It’s hard to think of a venue that embodies what’s so great about dining in Melbourne more than Saint Crispin.
It’s hard to think of a venue that embodies what’s so great about dining in Melbourne more than Saint Crispin.
It’s got owner-operators in the kitchen, a hip locale; the always busy, quietly stylish dining room filled with a broad cross section of eaters who come for two or three courses of refined, sublime, contemporary fare.
Scott Pickett (Estelle in Northcote) has teamed with Joe Grbac in this, their first joint venture, and while it’s Joe in the kitchen, the duo’s time spent together cooking at The Square in London is seen throughout the menu that shows serious fine dining flair – technique, produce, plating – without the stuffy air.
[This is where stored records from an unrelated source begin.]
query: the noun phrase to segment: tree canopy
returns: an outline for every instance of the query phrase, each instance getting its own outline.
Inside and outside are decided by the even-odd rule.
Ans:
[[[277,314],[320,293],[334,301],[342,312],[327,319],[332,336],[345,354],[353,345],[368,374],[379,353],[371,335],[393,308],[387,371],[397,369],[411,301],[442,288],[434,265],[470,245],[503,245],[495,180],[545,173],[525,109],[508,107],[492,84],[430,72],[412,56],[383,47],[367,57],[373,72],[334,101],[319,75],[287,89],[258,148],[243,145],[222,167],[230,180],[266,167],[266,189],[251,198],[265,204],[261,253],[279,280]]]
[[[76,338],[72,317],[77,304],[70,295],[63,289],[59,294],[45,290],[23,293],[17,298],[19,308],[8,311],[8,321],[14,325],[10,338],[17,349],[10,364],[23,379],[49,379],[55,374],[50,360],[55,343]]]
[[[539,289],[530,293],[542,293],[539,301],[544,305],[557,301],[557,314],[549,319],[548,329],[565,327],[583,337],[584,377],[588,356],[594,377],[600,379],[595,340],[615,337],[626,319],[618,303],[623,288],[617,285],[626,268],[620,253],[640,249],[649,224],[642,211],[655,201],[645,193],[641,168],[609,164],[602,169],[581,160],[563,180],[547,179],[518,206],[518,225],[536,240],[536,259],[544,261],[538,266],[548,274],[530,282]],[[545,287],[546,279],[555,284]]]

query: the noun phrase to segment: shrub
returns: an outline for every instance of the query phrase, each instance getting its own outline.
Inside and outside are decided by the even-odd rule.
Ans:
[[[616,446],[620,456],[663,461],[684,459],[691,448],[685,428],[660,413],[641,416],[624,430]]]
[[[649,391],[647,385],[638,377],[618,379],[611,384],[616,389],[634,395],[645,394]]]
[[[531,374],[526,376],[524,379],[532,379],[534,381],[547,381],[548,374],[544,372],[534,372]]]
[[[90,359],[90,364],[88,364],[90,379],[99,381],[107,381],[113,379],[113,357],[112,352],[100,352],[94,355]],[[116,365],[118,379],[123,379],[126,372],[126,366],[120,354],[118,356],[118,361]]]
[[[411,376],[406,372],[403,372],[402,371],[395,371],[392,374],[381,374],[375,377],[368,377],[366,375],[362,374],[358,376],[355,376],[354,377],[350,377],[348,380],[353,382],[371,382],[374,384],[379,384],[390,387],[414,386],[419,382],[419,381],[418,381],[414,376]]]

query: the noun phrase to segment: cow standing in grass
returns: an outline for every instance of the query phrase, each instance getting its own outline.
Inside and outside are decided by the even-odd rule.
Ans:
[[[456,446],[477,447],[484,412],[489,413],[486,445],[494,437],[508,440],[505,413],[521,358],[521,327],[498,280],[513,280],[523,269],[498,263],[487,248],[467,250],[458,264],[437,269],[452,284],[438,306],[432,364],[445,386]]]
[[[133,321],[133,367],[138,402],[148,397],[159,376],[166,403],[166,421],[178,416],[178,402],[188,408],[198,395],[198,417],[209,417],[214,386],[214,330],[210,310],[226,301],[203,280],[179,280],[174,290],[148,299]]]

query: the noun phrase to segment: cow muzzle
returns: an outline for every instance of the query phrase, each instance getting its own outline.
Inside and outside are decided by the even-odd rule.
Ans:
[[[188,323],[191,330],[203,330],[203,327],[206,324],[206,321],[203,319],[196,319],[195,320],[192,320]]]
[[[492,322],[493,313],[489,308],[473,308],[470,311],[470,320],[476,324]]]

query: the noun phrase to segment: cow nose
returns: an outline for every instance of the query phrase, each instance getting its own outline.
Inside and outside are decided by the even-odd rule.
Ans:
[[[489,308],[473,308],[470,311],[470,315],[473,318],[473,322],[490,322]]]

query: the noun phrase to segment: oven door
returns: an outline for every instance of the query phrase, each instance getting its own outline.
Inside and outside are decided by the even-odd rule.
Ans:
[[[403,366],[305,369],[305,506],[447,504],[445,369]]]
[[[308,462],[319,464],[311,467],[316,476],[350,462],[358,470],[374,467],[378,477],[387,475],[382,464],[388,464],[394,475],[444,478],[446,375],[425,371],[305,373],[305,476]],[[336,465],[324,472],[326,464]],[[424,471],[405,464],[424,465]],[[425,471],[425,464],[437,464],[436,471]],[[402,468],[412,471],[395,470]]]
Showing allegiance to no country nor cuisine, you might find an exquisite scallop and prawn tortellini to start followed by miso-rich pork served with a plucky nashi kimchi; parmesan gnocchi served with swordfish, or kangaroo dressed with rosella.
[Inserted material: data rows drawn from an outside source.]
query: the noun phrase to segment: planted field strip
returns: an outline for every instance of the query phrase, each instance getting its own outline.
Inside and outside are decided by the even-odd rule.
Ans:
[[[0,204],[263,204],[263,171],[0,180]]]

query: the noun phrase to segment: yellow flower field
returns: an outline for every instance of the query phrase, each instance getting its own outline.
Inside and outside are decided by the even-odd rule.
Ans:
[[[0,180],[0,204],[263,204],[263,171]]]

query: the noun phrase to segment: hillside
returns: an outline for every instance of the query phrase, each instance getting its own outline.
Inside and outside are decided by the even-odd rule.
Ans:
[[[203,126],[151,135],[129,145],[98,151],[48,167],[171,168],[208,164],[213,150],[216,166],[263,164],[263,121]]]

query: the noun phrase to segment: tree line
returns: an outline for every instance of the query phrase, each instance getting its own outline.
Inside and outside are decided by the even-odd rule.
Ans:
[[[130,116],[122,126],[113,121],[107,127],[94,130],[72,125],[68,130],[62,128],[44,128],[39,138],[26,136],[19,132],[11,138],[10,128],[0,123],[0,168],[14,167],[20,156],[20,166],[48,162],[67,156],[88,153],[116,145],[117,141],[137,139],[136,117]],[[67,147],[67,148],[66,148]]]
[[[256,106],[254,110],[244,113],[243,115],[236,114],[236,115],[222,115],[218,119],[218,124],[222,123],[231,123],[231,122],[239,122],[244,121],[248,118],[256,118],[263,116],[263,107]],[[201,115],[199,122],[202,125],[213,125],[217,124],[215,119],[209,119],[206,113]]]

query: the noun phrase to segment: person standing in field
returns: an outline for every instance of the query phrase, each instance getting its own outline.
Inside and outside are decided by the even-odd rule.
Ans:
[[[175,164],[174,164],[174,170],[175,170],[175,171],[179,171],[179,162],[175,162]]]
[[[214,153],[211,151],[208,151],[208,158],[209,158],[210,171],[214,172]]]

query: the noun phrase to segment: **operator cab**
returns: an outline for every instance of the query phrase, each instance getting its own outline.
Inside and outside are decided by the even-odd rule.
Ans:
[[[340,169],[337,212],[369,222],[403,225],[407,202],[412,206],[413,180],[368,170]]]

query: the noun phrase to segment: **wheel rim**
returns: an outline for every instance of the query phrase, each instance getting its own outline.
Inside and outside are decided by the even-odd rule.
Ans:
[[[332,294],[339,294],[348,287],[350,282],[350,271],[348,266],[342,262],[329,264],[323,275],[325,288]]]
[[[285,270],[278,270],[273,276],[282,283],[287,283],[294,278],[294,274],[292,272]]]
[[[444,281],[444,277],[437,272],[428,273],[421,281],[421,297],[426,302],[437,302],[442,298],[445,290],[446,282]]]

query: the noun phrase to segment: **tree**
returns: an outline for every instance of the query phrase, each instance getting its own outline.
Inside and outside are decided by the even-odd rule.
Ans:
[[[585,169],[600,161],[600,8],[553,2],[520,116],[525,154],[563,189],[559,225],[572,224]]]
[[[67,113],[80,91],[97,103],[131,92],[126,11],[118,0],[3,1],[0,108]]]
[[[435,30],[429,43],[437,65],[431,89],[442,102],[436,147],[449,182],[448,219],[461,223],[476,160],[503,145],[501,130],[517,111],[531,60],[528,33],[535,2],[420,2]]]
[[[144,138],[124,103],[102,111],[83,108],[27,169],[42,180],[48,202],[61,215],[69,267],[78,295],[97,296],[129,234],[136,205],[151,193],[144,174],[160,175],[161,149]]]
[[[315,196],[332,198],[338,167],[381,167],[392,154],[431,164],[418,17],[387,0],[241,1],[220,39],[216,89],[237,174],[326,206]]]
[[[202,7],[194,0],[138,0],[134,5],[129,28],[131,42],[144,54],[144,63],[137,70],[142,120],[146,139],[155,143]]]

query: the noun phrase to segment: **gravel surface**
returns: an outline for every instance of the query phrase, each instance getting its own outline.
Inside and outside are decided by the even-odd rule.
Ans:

Though wherever you look you’ll see a celebration of produce with clever cooking at every turn. Wines are equally on point – succinct, judicious and curated with the quirky in mind – it’s a list the brevity of which belies the amount of thought put into its creation, and, while you can push the boat out with serious big hitters, there’s great drinking to be found in the shallow section, too.
Two years on, Saint Crispin is standing proud, the patron saint of cobblers walking tall and confidently to its own beat. It’s really is one of our greats.